AUCKLAND, NEW ZEALAND — Today’s the day we left the United States. We gave our shoes and boots a final cleaning and then caught our 7 a.m. shuttle to the Honolulu airport. We had to get our boarding passes from an attendant, since we booked a one-way ticket and New Zealand really wants to make sure we don’t overstay our welcome! So we had to show our ticket from Christchurch to Melbourne, luckily also on Air New Zealand.
Air Zealand is one of those airlines where economy feels like first-class. We got a hot dinner, with lilikoi sorbet for dessert and a selection of New Zealand wines and beer, and then a lunch. In between, we watched nature films about New Zealand to get ready for our hiking, paddling and exploring.
The best thing about flying to New Zealand from Hawaii: Because we crossed the International Date Line on the way, there’s only one hour (and one day) difference. Which is to say, there’s no jet lag.
We were a little worried about getting through the airport, because New Zealand is very strict about seeds, plants and other biological contaminants that could affect their ecosystem. In specific, we were worried about the infamous beagles that sniff the luggage.

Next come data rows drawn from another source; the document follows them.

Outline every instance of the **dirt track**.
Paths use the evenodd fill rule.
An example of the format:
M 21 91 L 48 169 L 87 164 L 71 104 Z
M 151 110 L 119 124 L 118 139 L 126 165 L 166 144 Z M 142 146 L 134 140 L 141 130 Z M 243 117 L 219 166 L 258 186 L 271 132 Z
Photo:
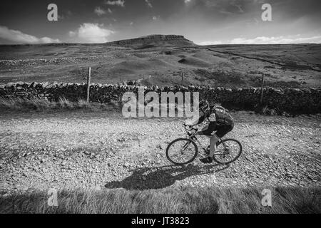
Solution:
M 230 166 L 171 166 L 178 119 L 125 120 L 121 113 L 65 112 L 0 116 L 0 191 L 186 185 L 320 186 L 321 118 L 233 113 L 228 138 L 243 154 Z M 204 138 L 204 140 L 208 140 Z

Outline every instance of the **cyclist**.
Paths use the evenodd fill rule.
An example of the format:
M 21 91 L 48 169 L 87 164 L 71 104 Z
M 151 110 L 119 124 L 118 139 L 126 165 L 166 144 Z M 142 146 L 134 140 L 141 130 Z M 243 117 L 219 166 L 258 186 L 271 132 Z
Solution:
M 216 143 L 220 138 L 223 138 L 234 128 L 234 120 L 232 116 L 220 105 L 210 105 L 207 100 L 202 100 L 199 104 L 199 118 L 197 120 L 187 120 L 185 125 L 193 126 L 199 125 L 206 120 L 209 123 L 196 133 L 198 135 L 205 135 L 210 138 L 210 153 L 207 157 L 200 161 L 203 163 L 211 163 L 213 156 L 216 150 Z M 216 131 L 213 134 L 213 132 Z

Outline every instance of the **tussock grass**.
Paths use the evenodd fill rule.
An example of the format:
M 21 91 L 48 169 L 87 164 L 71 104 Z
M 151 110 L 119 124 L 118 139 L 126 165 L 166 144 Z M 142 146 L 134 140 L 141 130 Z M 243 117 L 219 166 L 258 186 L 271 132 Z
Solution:
M 186 187 L 182 190 L 62 190 L 58 207 L 45 191 L 0 197 L 0 213 L 216 214 L 320 213 L 321 189 L 268 187 L 272 207 L 263 207 L 263 188 Z
M 65 98 L 60 98 L 58 102 L 45 99 L 0 98 L 0 110 L 1 111 L 46 111 L 46 110 L 113 110 L 118 109 L 113 103 L 101 104 L 97 103 L 87 103 L 80 99 L 76 102 L 70 101 Z

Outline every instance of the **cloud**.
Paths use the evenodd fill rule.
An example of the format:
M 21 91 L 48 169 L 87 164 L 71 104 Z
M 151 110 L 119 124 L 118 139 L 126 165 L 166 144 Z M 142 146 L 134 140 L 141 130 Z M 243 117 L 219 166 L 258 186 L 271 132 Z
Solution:
M 69 31 L 69 36 L 81 43 L 106 43 L 114 32 L 103 28 L 103 25 L 84 23 L 76 31 Z
M 266 37 L 260 36 L 252 39 L 243 38 L 234 38 L 230 41 L 232 44 L 283 44 L 283 43 L 321 43 L 321 36 L 312 37 L 297 37 L 297 36 Z
M 38 38 L 32 35 L 28 35 L 17 30 L 9 29 L 7 27 L 0 26 L 0 38 L 14 43 L 58 43 L 58 39 L 49 37 Z
M 153 5 L 151 3 L 151 0 L 145 0 L 145 2 L 147 4 L 149 8 L 153 8 Z
M 101 9 L 99 6 L 95 8 L 94 12 L 98 16 L 102 16 L 103 14 L 106 14 L 106 11 L 104 11 L 103 9 Z
M 105 0 L 105 4 L 109 6 L 118 6 L 125 7 L 125 0 L 115 0 L 115 1 Z
M 287 43 L 321 43 L 321 36 L 300 37 L 296 36 L 280 36 L 277 37 L 259 36 L 254 38 L 235 38 L 228 41 L 199 42 L 199 45 L 216 44 L 287 44 Z

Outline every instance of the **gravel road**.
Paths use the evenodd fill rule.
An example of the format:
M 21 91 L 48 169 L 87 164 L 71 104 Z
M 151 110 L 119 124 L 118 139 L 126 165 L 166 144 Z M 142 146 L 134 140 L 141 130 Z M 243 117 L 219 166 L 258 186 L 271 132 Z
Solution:
M 181 119 L 123 119 L 106 112 L 1 114 L 0 192 L 320 186 L 321 115 L 232 115 L 236 123 L 227 137 L 243 144 L 238 161 L 203 165 L 198 157 L 175 167 L 165 150 L 185 136 Z

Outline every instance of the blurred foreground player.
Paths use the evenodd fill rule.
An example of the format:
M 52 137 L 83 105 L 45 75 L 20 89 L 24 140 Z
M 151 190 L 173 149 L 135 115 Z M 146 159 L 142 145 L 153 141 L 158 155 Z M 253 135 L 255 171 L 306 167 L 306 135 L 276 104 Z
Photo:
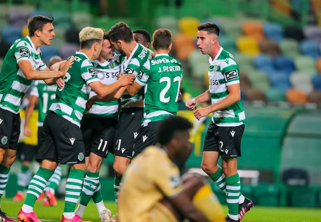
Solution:
M 160 125 L 160 147 L 147 148 L 126 170 L 117 222 L 178 222 L 185 218 L 195 222 L 224 221 L 222 208 L 208 184 L 194 175 L 184 177 L 182 184 L 172 161 L 185 159 L 190 153 L 192 128 L 180 117 L 169 117 Z

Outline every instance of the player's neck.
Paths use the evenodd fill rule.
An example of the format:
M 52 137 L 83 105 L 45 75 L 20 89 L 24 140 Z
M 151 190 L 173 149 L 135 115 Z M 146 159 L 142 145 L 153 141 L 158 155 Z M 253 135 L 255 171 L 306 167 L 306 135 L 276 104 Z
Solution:
M 130 55 L 133 52 L 133 51 L 134 50 L 135 47 L 137 45 L 137 44 L 135 41 L 133 40 L 130 43 L 128 43 L 128 46 L 126 47 L 126 49 L 123 49 L 124 52 L 125 53 L 127 58 L 130 56 Z
M 157 54 L 168 54 L 169 52 L 168 49 L 160 49 L 158 50 L 154 50 L 154 53 L 155 54 L 155 56 Z
M 91 51 L 91 49 L 81 49 L 79 50 L 79 51 L 80 52 L 82 52 L 84 54 L 85 54 L 88 57 L 88 59 L 90 60 L 91 61 L 92 60 L 93 58 L 93 57 L 94 53 Z
M 29 37 L 29 38 L 30 38 L 30 40 L 32 42 L 33 45 L 35 46 L 36 50 L 37 50 L 38 48 L 43 45 L 42 43 L 40 41 L 39 38 L 36 36 L 34 35 L 32 37 Z
M 220 51 L 220 49 L 221 49 L 221 46 L 218 44 L 215 44 L 213 46 L 212 52 L 210 53 L 210 56 L 211 57 L 212 60 L 213 60 L 215 58 L 215 57 Z

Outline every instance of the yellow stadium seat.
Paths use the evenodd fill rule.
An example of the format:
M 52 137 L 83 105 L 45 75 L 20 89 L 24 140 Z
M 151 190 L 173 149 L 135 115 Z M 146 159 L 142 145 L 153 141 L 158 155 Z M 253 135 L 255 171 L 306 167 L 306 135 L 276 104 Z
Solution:
M 26 25 L 21 28 L 21 35 L 24 38 L 29 34 L 29 31 L 28 31 L 28 27 L 27 25 Z
M 196 37 L 197 34 L 197 26 L 201 21 L 196 18 L 185 17 L 178 21 L 178 27 L 181 32 Z
M 260 53 L 257 41 L 253 37 L 240 37 L 236 40 L 236 45 L 240 52 L 249 56 L 253 57 Z

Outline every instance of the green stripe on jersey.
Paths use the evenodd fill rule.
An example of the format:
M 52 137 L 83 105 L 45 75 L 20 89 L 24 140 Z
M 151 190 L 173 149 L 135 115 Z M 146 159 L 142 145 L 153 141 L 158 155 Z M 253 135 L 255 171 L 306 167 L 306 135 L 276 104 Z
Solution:
M 212 104 L 221 101 L 229 94 L 227 86 L 239 83 L 238 65 L 233 56 L 223 48 L 214 59 L 209 58 L 208 69 L 210 94 Z M 245 124 L 245 115 L 240 100 L 223 110 L 214 112 L 212 120 L 218 126 L 233 126 Z
M 64 78 L 65 87 L 57 89 L 56 98 L 49 110 L 80 127 L 89 97 L 90 88 L 88 85 L 99 79 L 85 54 L 76 52 L 70 58 L 74 57 L 76 57 L 74 64 Z
M 140 44 L 137 44 L 130 56 L 123 58 L 121 72 L 126 74 L 134 74 L 135 76 L 141 75 L 141 71 L 143 65 L 147 61 L 152 58 L 152 55 L 148 49 Z M 121 98 L 122 107 L 134 102 L 142 99 L 144 90 L 140 90 L 136 95 L 132 96 L 125 92 Z
M 95 71 L 100 82 L 104 84 L 111 84 L 117 81 L 117 76 L 120 71 L 122 57 L 120 55 L 114 53 L 113 58 L 102 63 L 98 60 L 94 60 L 92 63 Z M 96 95 L 91 90 L 89 98 Z M 97 102 L 87 112 L 85 117 L 115 117 L 118 115 L 119 102 L 115 100 L 110 102 Z
M 17 40 L 6 54 L 0 72 L 0 107 L 14 113 L 19 112 L 22 98 L 32 80 L 26 78 L 18 63 L 29 61 L 34 70 L 47 67 L 40 49 L 36 48 L 29 36 Z

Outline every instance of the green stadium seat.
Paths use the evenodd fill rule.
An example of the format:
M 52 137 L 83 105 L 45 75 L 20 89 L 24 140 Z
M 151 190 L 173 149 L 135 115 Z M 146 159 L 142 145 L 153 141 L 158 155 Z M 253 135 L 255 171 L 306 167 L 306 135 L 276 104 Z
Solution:
M 285 101 L 285 95 L 284 92 L 277 89 L 272 88 L 265 92 L 265 96 L 269 101 L 273 102 Z
M 294 58 L 300 54 L 299 44 L 294 40 L 285 39 L 280 42 L 279 46 L 282 53 L 286 56 Z
M 321 115 L 320 113 L 316 112 L 300 113 L 292 119 L 287 131 L 288 134 L 307 134 L 321 137 L 320 126 Z
M 262 183 L 253 189 L 256 201 L 260 206 L 279 205 L 279 190 L 273 184 Z
M 317 73 L 316 61 L 306 56 L 297 56 L 294 58 L 294 65 L 298 72 L 311 76 Z

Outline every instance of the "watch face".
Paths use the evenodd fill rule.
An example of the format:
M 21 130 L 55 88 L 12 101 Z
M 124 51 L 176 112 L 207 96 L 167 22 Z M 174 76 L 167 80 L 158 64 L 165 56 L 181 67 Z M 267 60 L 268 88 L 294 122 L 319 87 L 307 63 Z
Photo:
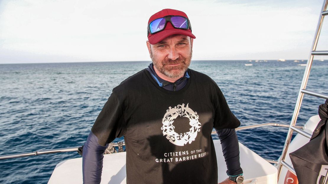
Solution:
M 243 183 L 244 181 L 244 176 L 238 176 L 236 178 L 236 182 L 238 184 L 241 184 Z

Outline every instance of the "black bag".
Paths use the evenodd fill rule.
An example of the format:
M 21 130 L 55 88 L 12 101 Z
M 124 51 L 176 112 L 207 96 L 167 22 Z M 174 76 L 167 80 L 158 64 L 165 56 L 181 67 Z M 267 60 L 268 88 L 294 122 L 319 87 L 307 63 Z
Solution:
M 328 168 L 328 100 L 319 106 L 319 116 L 310 141 L 289 154 L 299 184 L 322 183 Z

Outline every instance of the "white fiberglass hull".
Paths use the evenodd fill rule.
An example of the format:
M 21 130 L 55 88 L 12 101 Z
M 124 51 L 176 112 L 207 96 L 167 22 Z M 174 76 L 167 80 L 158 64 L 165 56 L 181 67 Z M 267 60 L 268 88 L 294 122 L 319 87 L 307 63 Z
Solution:
M 227 168 L 220 140 L 214 140 L 214 143 L 217 160 L 218 182 L 227 177 Z M 239 146 L 240 164 L 245 179 L 244 183 L 277 184 L 277 169 L 241 143 Z M 101 183 L 126 183 L 126 152 L 104 155 Z M 82 158 L 70 159 L 58 164 L 48 183 L 82 183 Z

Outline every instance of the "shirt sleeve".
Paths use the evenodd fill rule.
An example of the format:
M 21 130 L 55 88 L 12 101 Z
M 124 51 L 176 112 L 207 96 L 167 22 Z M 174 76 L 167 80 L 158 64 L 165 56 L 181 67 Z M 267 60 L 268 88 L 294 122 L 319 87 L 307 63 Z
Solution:
M 227 174 L 236 176 L 243 174 L 239 157 L 239 144 L 235 129 L 215 129 L 222 147 L 222 152 L 227 165 Z
M 122 101 L 113 90 L 91 129 L 92 133 L 98 138 L 98 143 L 101 146 L 105 146 L 115 138 L 122 137 L 125 133 Z
M 217 129 L 236 128 L 240 125 L 240 122 L 230 110 L 225 98 L 216 83 L 215 85 L 216 91 L 213 100 L 215 108 L 213 127 Z
M 92 127 L 82 154 L 84 183 L 100 183 L 103 154 L 108 143 L 125 134 L 122 101 L 113 90 Z
M 90 132 L 83 146 L 82 154 L 83 183 L 100 183 L 104 152 L 108 145 L 102 146 L 98 142 L 97 137 Z

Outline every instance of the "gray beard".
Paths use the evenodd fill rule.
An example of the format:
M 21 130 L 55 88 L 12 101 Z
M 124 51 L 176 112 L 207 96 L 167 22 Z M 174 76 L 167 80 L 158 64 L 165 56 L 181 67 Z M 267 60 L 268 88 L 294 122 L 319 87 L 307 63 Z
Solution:
M 153 54 L 153 52 L 151 50 L 150 58 L 153 61 L 153 64 L 154 66 L 156 68 L 158 71 L 161 73 L 164 74 L 165 76 L 170 78 L 177 78 L 181 76 L 183 76 L 184 73 L 187 71 L 188 67 L 189 67 L 190 62 L 191 61 L 191 58 L 192 57 L 192 50 L 190 51 L 190 57 L 189 58 L 179 57 L 175 60 L 169 59 L 164 61 L 164 63 L 163 66 L 161 66 L 159 64 L 160 62 L 156 61 L 154 58 Z M 187 64 L 186 61 L 187 61 L 187 63 L 189 64 Z M 177 64 L 180 63 L 182 63 L 182 65 L 179 66 L 170 66 L 169 68 L 165 68 L 167 67 L 167 65 L 166 65 L 167 64 Z M 161 64 L 163 64 L 161 63 Z M 177 70 L 177 71 L 176 70 Z

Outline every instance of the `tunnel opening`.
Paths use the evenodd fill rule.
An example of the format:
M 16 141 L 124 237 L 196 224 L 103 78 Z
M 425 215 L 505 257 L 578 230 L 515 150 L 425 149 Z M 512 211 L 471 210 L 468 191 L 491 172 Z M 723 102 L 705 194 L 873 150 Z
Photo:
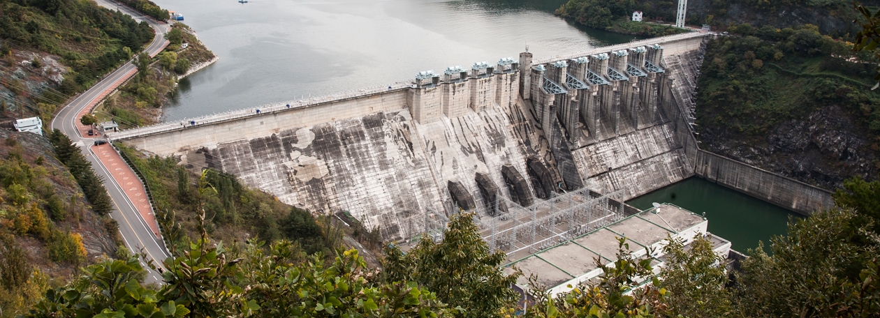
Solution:
M 467 192 L 461 183 L 458 181 L 449 181 L 446 183 L 446 187 L 449 189 L 449 194 L 452 197 L 452 202 L 463 211 L 471 211 L 476 205 L 473 203 L 473 198 L 471 197 L 471 193 Z
M 529 167 L 528 171 L 530 179 L 532 179 L 532 188 L 535 189 L 535 196 L 543 199 L 552 198 L 554 183 L 550 170 L 547 170 L 544 163 L 534 158 L 529 158 L 526 163 Z
M 510 192 L 510 200 L 519 203 L 520 206 L 532 206 L 533 201 L 532 192 L 529 192 L 529 184 L 525 178 L 517 171 L 513 166 L 505 164 L 501 167 L 501 174 L 504 177 L 508 190 Z
M 477 172 L 474 180 L 477 182 L 477 188 L 480 189 L 480 195 L 483 197 L 486 213 L 490 216 L 507 213 L 507 205 L 498 199 L 501 189 L 495 185 L 495 182 L 492 182 L 489 176 Z

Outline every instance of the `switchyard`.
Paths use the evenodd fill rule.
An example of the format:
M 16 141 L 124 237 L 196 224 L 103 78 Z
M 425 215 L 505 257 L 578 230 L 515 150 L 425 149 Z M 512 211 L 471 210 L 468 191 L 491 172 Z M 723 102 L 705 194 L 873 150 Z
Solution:
M 690 134 L 688 76 L 712 36 L 524 52 L 109 137 L 314 213 L 348 212 L 387 242 L 438 235 L 451 215 L 476 211 L 492 248 L 515 257 L 620 220 L 620 202 L 694 175 L 706 156 Z

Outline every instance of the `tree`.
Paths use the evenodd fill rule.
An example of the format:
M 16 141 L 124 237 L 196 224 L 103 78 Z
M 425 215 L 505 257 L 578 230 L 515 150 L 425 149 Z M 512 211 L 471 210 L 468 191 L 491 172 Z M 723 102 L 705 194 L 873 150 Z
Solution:
M 877 46 L 880 46 L 880 10 L 871 14 L 871 11 L 868 8 L 857 4 L 854 1 L 853 2 L 853 6 L 865 18 L 864 23 L 860 23 L 862 31 L 855 34 L 855 45 L 853 46 L 853 52 L 873 52 L 874 57 L 880 60 L 880 52 L 876 50 Z M 876 83 L 871 90 L 880 87 L 880 64 L 877 64 L 876 70 L 877 74 L 874 76 L 874 81 Z
M 31 264 L 27 253 L 11 235 L 0 233 L 0 285 L 7 290 L 27 282 Z
M 79 122 L 83 123 L 83 125 L 85 125 L 85 126 L 92 126 L 93 124 L 97 124 L 98 123 L 98 118 L 95 117 L 95 115 L 92 115 L 91 113 L 87 113 L 87 114 L 83 115 L 83 117 L 81 117 L 79 119 Z
M 773 255 L 750 249 L 737 275 L 736 307 L 744 316 L 867 317 L 880 310 L 880 240 L 873 221 L 833 208 L 788 224 Z
M 502 272 L 507 256 L 489 252 L 473 224 L 473 213 L 453 216 L 440 242 L 425 235 L 406 255 L 391 246 L 385 253 L 385 283 L 417 282 L 436 293 L 441 301 L 463 308 L 466 316 L 497 316 L 519 298 L 510 289 L 519 273 Z
M 880 222 L 880 181 L 865 182 L 855 177 L 843 183 L 832 195 L 838 206 L 849 207 L 860 214 Z
M 162 64 L 165 69 L 172 69 L 176 62 L 177 54 L 174 52 L 165 52 L 159 56 L 159 64 Z
M 299 265 L 291 264 L 293 244 L 282 240 L 267 251 L 262 243 L 248 244 L 244 268 L 248 303 L 266 317 L 426 317 L 449 313 L 436 295 L 414 282 L 379 283 L 365 269 L 357 250 L 337 252 L 327 267 L 316 254 Z
M 23 317 L 176 317 L 189 310 L 158 297 L 136 278 L 143 271 L 137 257 L 105 259 L 83 270 L 66 286 L 49 289 Z
M 172 27 L 171 31 L 165 33 L 165 40 L 171 42 L 171 44 L 180 45 L 183 43 L 183 33 L 180 32 L 180 28 Z
M 104 188 L 103 180 L 92 169 L 79 147 L 74 146 L 70 139 L 58 129 L 52 131 L 49 141 L 55 148 L 58 160 L 67 166 L 83 189 L 85 199 L 92 204 L 92 209 L 99 214 L 109 213 L 113 210 L 113 201 Z
M 669 241 L 664 247 L 666 262 L 660 271 L 658 287 L 671 292 L 665 301 L 669 304 L 670 315 L 731 315 L 732 294 L 725 287 L 727 263 L 713 250 L 712 242 L 700 235 L 686 251 L 680 239 Z
M 186 57 L 180 58 L 177 62 L 174 63 L 174 72 L 177 74 L 184 74 L 189 70 L 189 60 Z
M 308 254 L 321 251 L 325 248 L 321 228 L 308 211 L 291 207 L 290 213 L 278 220 L 278 228 L 284 237 L 298 242 Z
M 649 255 L 651 254 L 649 250 Z M 573 286 L 555 298 L 545 292 L 546 286 L 529 278 L 530 293 L 534 303 L 525 311 L 526 317 L 638 317 L 665 316 L 667 312 L 665 289 L 653 278 L 653 285 L 640 287 L 642 280 L 653 276 L 652 259 L 633 257 L 626 238 L 618 238 L 617 260 L 605 265 L 600 257 L 596 264 L 602 269 L 598 282 Z
M 141 54 L 137 54 L 137 58 L 135 59 L 135 66 L 137 67 L 137 75 L 141 82 L 145 81 L 147 76 L 150 74 L 150 61 L 152 61 L 152 59 L 146 52 L 141 52 Z

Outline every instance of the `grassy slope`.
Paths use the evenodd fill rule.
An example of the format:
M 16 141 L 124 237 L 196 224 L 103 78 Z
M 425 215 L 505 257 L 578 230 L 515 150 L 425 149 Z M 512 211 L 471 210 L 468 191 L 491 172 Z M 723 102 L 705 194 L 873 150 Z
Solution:
M 0 2 L 0 99 L 11 105 L 17 100 L 25 105 L 25 116 L 45 120 L 70 96 L 140 51 L 153 34 L 146 23 L 91 1 Z M 35 68 L 31 56 L 61 64 Z M 59 75 L 63 81 L 53 78 Z M 14 106 L 6 111 L 19 112 Z
M 880 93 L 869 84 L 875 64 L 846 60 L 870 57 L 854 56 L 850 45 L 815 30 L 778 33 L 710 43 L 697 99 L 705 147 L 828 188 L 848 176 L 876 177 Z M 840 111 L 829 119 L 829 110 Z M 843 152 L 827 138 L 847 143 Z M 805 156 L 815 157 L 804 163 Z
M 175 70 L 165 69 L 160 62 L 161 56 L 173 52 L 177 60 L 186 59 L 191 68 L 215 58 L 214 53 L 199 41 L 189 26 L 175 23 L 173 27 L 181 30 L 183 43 L 187 43 L 187 47 L 180 49 L 180 44 L 169 45 L 157 55 L 146 81 L 132 80 L 122 87 L 120 94 L 112 97 L 96 110 L 99 118 L 103 120 L 116 120 L 123 128 L 158 123 L 161 107 L 176 92 L 178 76 L 180 76 Z M 149 92 L 139 92 L 144 90 Z
M 62 284 L 78 266 L 114 255 L 121 239 L 115 221 L 89 208 L 45 138 L 2 130 L 0 158 L 0 235 L 11 235 L 11 247 L 26 251 L 30 269 L 30 277 L 14 285 L 3 284 L 9 273 L 0 279 L 0 317 L 12 317 L 48 285 Z M 7 258 L 9 247 L 0 249 L 0 263 L 16 262 Z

We never saw them, maybe because we declared our camping gear and were pulled aside to a special area, where they inspected our boots and made us hand over our tent, stakes and poles to be X-rayed in the lab. Not declaring used camping gear alone would have cost us a $400 fine!
We thought we’d pass with flying colors, but when we got the results 20 minutes later, they’d found a trace of dirt. Dang.
Then we picked up our car, an ancient Nissan Sunny with 175,000 km on it. It was an automatic, and at first Torsten was disappointed, but after a short while behind the wheel, he was glad he didn’t have to worry about driving on the left side AND shifting.
We missed our exit and drove through Auckland on city streets, which was an adventure: Left was the new right, and more than once, Torsten activated the windshield wipers when he meant to signal a lane change — classic!
Our Airbnb host, Gill, seemed nice, and we chatted a bit in the spacious kitchen over wine and tea. The conversation eventually turned to the orange-haired man with the big ego and the effect of New Zealand’s booming tourism industry on locals — in Gill’s view, both negatives. It was an interesting, if a bit depressing conversation.
Either way, we arrived in New Zealand ready to explore … and without jet lag.